= Shapoorji Mistry =

Indian businessman, and founder of the Shapoorji Pallonji Group

Shapoorji Mistry was an Indian businessman, and the founder of the Shapoorji Pallonji Group. He is the father of Pallonji Mistry.
Shapoorji Mistry's grandson Cyrus Mistry was the Chairman of Tata Sons. The Shapoorji Pallonji Group is one of India's leading industrial conglomerate and a major construction company.

==Early life==
Shapoorji Mistry was born in Bombay in 1889. His son Pallonji Mistry was born in 1929 and is currently Chairman Emeritus of the Shapoorji Pallonji Group. He is a Parsi whose ancestors are believed to have migrated to Mumbai from Vesu, Gujarat (near Surat).

==Names in the family==
Shapoorji Mistry's family follows the traditional Parsi practice of repeating first names in subsequent generations. Thus one will find many Shapoorji and Pallonji as first names repeated in the family. This article is about Shapoorji Mistry born in 1889. His father was known as Pallonji (d. 1921) and his son is known as Pallonji Mistry (b. 1929).

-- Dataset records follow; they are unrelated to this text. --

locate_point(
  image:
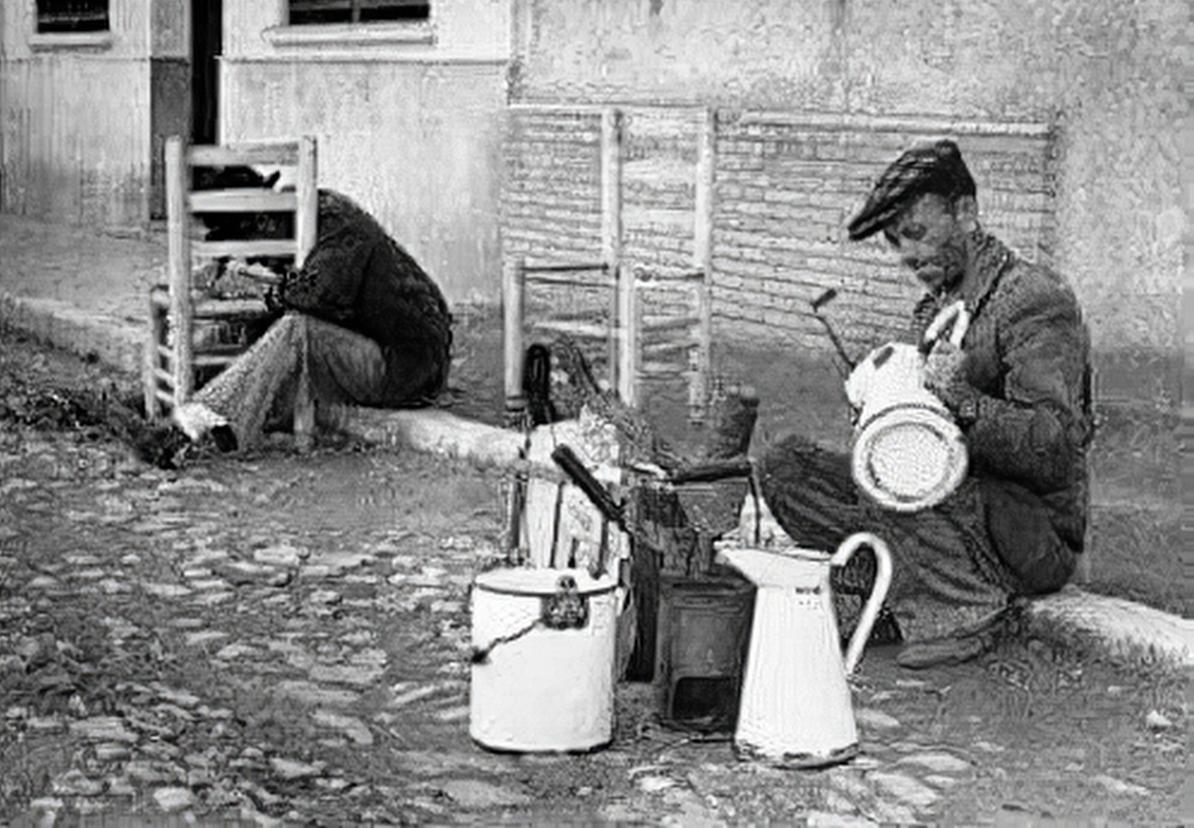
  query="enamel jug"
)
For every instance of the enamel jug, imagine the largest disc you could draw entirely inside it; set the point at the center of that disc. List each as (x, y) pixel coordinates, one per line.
(795, 707)
(909, 453)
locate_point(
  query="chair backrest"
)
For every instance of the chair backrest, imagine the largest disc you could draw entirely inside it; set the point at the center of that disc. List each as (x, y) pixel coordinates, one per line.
(183, 203)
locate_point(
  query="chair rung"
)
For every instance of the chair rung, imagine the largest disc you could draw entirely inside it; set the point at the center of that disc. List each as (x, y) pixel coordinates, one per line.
(246, 200)
(220, 308)
(601, 281)
(662, 369)
(244, 250)
(213, 360)
(573, 329)
(668, 347)
(282, 153)
(669, 323)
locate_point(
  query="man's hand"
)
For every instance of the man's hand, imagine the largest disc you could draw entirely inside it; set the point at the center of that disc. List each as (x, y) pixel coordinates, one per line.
(274, 300)
(943, 376)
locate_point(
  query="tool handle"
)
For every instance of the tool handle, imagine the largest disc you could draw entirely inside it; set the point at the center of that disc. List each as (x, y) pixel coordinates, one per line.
(878, 592)
(956, 317)
(254, 271)
(566, 459)
(714, 470)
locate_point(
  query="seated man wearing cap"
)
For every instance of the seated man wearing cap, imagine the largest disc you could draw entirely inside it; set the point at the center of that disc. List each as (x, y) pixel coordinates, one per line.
(1019, 390)
(361, 319)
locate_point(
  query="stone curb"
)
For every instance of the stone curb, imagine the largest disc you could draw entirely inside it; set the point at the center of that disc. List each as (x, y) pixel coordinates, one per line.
(1113, 627)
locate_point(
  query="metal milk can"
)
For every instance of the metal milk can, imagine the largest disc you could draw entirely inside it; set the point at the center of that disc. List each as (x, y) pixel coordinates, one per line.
(909, 453)
(795, 707)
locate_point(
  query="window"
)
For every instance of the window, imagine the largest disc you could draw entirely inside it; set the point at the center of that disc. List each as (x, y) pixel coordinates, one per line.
(305, 12)
(71, 16)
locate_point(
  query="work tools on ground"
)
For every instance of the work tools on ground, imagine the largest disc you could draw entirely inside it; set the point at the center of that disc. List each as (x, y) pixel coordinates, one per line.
(817, 305)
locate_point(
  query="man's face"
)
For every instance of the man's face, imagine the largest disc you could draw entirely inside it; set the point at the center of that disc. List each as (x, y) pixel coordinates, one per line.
(930, 239)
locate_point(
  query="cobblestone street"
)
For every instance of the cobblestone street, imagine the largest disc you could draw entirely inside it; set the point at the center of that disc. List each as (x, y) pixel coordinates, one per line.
(285, 638)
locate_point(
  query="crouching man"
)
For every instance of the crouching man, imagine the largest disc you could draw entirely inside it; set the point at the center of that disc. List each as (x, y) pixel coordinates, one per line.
(361, 319)
(1019, 390)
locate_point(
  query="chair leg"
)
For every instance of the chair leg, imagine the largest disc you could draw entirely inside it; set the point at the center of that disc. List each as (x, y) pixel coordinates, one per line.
(305, 404)
(151, 362)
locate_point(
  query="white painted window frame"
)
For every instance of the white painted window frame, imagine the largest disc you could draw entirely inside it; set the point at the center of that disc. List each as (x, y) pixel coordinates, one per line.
(68, 41)
(414, 32)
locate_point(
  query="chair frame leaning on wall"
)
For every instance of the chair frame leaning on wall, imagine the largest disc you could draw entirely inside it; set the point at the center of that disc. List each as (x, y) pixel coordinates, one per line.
(172, 354)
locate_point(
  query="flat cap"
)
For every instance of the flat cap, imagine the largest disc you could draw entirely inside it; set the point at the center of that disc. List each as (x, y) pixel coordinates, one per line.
(928, 167)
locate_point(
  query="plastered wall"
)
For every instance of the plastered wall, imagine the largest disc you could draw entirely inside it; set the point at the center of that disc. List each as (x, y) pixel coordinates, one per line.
(410, 128)
(77, 118)
(1106, 73)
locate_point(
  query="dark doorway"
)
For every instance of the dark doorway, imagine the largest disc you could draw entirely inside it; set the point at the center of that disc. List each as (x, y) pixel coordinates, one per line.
(207, 43)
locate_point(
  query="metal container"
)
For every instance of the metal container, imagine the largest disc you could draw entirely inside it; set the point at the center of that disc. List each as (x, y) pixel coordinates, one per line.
(702, 633)
(542, 675)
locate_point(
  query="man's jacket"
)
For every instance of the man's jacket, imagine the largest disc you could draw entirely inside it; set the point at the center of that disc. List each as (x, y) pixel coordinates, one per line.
(358, 277)
(1027, 354)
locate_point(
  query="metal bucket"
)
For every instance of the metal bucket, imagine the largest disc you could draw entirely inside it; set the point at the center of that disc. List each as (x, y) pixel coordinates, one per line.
(908, 454)
(542, 675)
(702, 636)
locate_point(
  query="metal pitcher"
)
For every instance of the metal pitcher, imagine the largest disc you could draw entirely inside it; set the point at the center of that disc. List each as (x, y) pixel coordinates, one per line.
(795, 707)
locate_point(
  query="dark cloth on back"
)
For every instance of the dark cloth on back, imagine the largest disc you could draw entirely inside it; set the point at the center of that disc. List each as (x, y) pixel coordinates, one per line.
(358, 277)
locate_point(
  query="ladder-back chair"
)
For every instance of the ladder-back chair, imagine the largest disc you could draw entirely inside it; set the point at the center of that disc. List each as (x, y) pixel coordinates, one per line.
(182, 345)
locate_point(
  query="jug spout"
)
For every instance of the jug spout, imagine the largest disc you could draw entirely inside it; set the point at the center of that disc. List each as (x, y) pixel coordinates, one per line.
(878, 590)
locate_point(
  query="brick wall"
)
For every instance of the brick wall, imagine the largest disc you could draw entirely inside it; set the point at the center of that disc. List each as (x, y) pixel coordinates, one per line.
(785, 186)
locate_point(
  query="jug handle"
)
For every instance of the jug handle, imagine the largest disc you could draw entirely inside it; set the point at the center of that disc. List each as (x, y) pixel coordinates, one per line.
(878, 592)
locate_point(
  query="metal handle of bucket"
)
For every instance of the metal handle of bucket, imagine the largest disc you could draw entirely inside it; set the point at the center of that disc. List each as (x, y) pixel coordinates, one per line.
(878, 592)
(566, 608)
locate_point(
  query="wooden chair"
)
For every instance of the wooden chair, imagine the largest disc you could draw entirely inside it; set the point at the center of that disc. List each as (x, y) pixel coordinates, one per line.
(178, 310)
(641, 345)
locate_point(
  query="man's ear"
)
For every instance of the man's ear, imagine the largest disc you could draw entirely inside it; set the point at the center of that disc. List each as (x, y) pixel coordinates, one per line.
(966, 212)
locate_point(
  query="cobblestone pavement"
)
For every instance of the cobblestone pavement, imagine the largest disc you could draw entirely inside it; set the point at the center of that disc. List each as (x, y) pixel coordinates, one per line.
(284, 638)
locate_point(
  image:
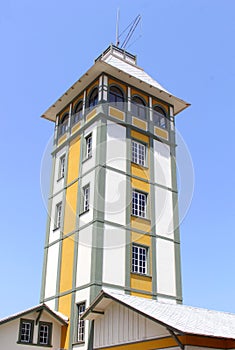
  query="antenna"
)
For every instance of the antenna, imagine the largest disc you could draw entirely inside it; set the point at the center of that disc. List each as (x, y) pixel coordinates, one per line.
(130, 33)
(117, 28)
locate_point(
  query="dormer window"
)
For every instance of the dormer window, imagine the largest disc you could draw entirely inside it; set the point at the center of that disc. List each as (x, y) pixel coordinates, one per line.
(138, 107)
(159, 117)
(93, 99)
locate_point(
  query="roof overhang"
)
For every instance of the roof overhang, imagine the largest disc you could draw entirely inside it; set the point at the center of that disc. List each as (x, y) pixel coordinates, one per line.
(102, 67)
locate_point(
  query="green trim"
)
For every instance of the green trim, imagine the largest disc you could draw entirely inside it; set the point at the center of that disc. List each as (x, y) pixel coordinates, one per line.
(102, 114)
(176, 219)
(127, 290)
(58, 277)
(128, 210)
(153, 218)
(73, 308)
(48, 225)
(98, 211)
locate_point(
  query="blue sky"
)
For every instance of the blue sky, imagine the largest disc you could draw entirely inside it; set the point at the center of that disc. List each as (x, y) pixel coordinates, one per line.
(188, 46)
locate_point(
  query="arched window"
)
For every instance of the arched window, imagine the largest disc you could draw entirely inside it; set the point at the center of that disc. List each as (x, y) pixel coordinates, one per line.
(63, 126)
(116, 97)
(159, 117)
(77, 115)
(138, 107)
(93, 98)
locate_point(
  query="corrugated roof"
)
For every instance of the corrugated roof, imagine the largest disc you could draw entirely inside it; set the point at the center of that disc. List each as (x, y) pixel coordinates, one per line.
(57, 315)
(184, 319)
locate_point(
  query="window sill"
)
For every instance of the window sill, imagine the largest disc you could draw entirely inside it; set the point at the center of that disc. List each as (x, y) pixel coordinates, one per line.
(147, 276)
(33, 344)
(60, 178)
(139, 165)
(82, 342)
(86, 159)
(84, 212)
(135, 217)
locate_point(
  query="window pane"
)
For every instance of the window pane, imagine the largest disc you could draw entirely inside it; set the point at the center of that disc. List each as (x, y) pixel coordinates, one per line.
(139, 259)
(81, 323)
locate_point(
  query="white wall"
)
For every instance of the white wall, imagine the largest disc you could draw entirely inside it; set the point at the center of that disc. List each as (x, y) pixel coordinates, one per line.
(84, 256)
(166, 283)
(164, 212)
(9, 333)
(114, 255)
(116, 146)
(120, 325)
(115, 197)
(51, 270)
(162, 164)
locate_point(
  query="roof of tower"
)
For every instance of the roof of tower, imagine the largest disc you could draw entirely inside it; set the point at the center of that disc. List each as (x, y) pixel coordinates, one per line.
(122, 65)
(180, 318)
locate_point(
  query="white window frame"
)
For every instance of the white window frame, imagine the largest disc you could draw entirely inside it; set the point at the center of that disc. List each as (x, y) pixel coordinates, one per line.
(88, 146)
(139, 204)
(58, 215)
(86, 197)
(81, 323)
(61, 167)
(139, 153)
(139, 262)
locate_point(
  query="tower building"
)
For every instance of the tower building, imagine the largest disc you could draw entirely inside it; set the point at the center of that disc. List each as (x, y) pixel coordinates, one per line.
(113, 205)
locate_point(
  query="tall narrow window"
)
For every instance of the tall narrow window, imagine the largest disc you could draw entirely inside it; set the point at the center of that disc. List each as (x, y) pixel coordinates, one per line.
(139, 204)
(139, 259)
(77, 113)
(93, 99)
(63, 126)
(138, 153)
(58, 215)
(88, 146)
(61, 167)
(138, 107)
(116, 97)
(26, 331)
(44, 333)
(81, 323)
(159, 117)
(86, 198)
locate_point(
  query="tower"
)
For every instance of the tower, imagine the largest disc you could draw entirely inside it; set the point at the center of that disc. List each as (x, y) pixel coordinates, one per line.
(112, 215)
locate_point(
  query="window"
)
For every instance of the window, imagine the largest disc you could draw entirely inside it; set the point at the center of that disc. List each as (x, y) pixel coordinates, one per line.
(93, 99)
(139, 259)
(81, 323)
(138, 153)
(88, 146)
(139, 204)
(26, 331)
(116, 97)
(63, 126)
(58, 215)
(159, 117)
(44, 333)
(61, 167)
(77, 112)
(138, 107)
(86, 198)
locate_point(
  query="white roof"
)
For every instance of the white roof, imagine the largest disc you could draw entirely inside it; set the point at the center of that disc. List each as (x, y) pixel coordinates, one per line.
(121, 65)
(131, 69)
(181, 318)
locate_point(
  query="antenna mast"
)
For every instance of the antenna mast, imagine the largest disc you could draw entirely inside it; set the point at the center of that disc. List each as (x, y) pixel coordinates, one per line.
(131, 31)
(117, 28)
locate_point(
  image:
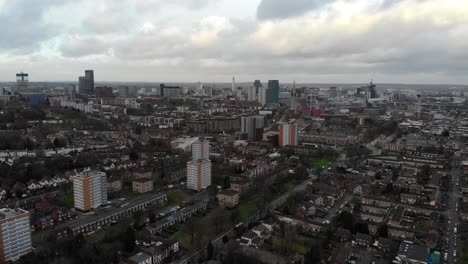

== Financing of Mughal-e-Azam ==

Shapoor ji had a great love and admiration for Emperor Akbar, otherwise he had no interest in film making. Upon learning that Karimuddin Asif was making a film on Akbar and the Mughals, which was earlier being financed by Shiraz Ali, his friend and business partner, who left India post partition in 1947. He had a special connection with K. Asif, and that was the sole reason for Shapoor ji to finance a movie, the legendary Hindi movie, Mughal-e-Azam. When released in 1960, this movie was the costliest Hindi movie made till then.